Gecenin son konseri en az 2000 kişilik Kursaal Auditorium’daki Pat Metheny konseriydi. Saat 18:30’da başladı. Sahneye önce davulcu Joe Dyson geldi. Ardından piyanist, org ve keyboard’da yer alan Chris Fishman, Pat Metheny ise sahneye geldiğinde ortalık alkıştan yıkılıyordu.
Pat Metheny açılışı Linda Manzer çok saplı gitarıyla yaptı. Konser boyunca Ibanez, yeni Pat Metheny modeli Charlie Christian pick up kullandı. Ayrıca 2 değişik synth ile birkaç da naylon telli gitar kullandı. Bu detayları video kaydı olmadığı için gitaristlere yazıyorum.
Metheny, Kursaal Oditoryumu’ndaki bu konser için, “live” albümü Side-Eye (2021) ile ilk adımlarını atan ve özellikle yeni nesil müzisyenlere destek sağlayacak, dönüşümlü çalabilecekleri bir platform sağlamaya olanak sunacak olan bir proje. Bu projede Pat Metheny eski bestelerini yeniden yorumlarken yeni parçalar da çalan çok keyifli grup oluşmuş.
Kendi sözleriyle günümüzün genç müzisyenlerinin de kendi zamanında efsane müzisyenlerden almış olduğu desteğin aynısını yaşamasını istiyor: “Kansas City’deki ilk günlerimden beri, beni grubuna alan pek çok müzisyenin deneyimlerinden, müziklerinin özel taleplerinden faydalandım ve geliştim.

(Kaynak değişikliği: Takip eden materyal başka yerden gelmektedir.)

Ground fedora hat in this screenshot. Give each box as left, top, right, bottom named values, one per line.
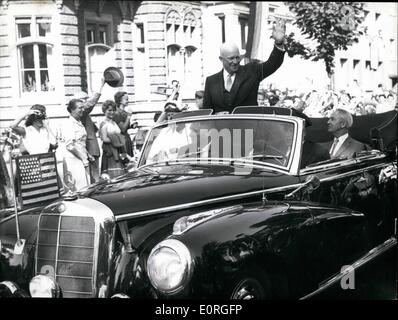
left=104, top=67, right=124, bottom=87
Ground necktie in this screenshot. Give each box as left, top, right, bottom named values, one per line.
left=330, top=138, right=339, bottom=156
left=225, top=74, right=233, bottom=92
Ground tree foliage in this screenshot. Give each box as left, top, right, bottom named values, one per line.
left=284, top=2, right=366, bottom=76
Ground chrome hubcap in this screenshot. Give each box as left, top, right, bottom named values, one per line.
left=231, top=278, right=263, bottom=300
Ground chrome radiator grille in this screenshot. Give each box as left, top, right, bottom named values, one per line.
left=36, top=214, right=96, bottom=298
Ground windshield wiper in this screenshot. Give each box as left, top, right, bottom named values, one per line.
left=236, top=154, right=284, bottom=161
left=137, top=166, right=159, bottom=174
left=231, top=154, right=283, bottom=164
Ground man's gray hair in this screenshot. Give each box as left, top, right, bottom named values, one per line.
left=335, top=108, right=353, bottom=128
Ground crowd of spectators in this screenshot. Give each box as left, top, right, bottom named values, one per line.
left=257, top=84, right=397, bottom=117
left=0, top=81, right=140, bottom=200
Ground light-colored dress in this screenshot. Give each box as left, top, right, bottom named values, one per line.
left=62, top=116, right=90, bottom=192
left=100, top=118, right=125, bottom=178
left=23, top=126, right=54, bottom=155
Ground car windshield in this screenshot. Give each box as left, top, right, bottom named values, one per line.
left=140, top=118, right=296, bottom=168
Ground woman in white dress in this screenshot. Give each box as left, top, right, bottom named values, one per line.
left=99, top=100, right=126, bottom=178
left=62, top=99, right=93, bottom=192
left=10, top=104, right=57, bottom=155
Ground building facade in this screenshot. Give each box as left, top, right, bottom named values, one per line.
left=334, top=2, right=397, bottom=93
left=0, top=0, right=204, bottom=129
left=0, top=1, right=396, bottom=129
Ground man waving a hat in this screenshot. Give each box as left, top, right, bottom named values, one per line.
left=72, top=78, right=106, bottom=183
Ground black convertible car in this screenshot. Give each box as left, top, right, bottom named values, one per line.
left=0, top=107, right=396, bottom=299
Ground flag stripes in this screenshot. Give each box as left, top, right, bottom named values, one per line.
left=22, top=185, right=59, bottom=198
left=16, top=153, right=60, bottom=208
left=23, top=193, right=60, bottom=205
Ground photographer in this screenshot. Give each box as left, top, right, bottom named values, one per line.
left=10, top=104, right=57, bottom=155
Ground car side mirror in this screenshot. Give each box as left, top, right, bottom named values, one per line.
left=285, top=175, right=320, bottom=199
left=306, top=175, right=321, bottom=190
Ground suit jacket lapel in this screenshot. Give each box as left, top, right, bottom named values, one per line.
left=335, top=137, right=351, bottom=158
left=229, top=68, right=249, bottom=105
left=215, top=70, right=224, bottom=106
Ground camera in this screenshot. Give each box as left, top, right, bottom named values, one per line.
left=32, top=110, right=46, bottom=120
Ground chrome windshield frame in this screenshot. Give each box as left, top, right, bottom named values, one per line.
left=138, top=114, right=304, bottom=175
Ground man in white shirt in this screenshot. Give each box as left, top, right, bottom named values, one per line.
left=327, top=109, right=368, bottom=159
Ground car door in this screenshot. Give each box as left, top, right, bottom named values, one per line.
left=263, top=206, right=338, bottom=298
left=299, top=159, right=395, bottom=243
left=309, top=207, right=371, bottom=278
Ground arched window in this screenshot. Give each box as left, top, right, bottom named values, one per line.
left=165, top=9, right=201, bottom=97
left=184, top=45, right=198, bottom=88
left=183, top=12, right=196, bottom=44
left=167, top=44, right=183, bottom=82
left=84, top=12, right=114, bottom=98
left=16, top=16, right=55, bottom=95
left=165, top=10, right=181, bottom=44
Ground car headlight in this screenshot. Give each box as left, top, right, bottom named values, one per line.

Hiç bitmeyen bir müzikal keşif yolculuğundaki sınırsız yaratıcı enerjisiyle Metheny’nin tanımlayıcı özelliklerinden biri, yaptığı her şeye kattığı sürekli bağlılık ve kalite tabii ki. İster vurgulu bir elektrik, ister güçlü bir yoğunluk, ister derin bir düşünceye dalma, kompozisyonlar veya tamamen doğaçlama formatta olsun, hatta kendi tasarımının tuhaf yenilikçi eseri olsun, müziği her zaman jazz’ın bu öncü ışığının bize getirdiği şaşmaz duyarlılığı, Metheny damgasını taşıyor. Side-Eye, her zaman sürekli gelişim içinde olan uzun ve başarılı kariyerinin şimdilik son bölümü olarak görünüyor.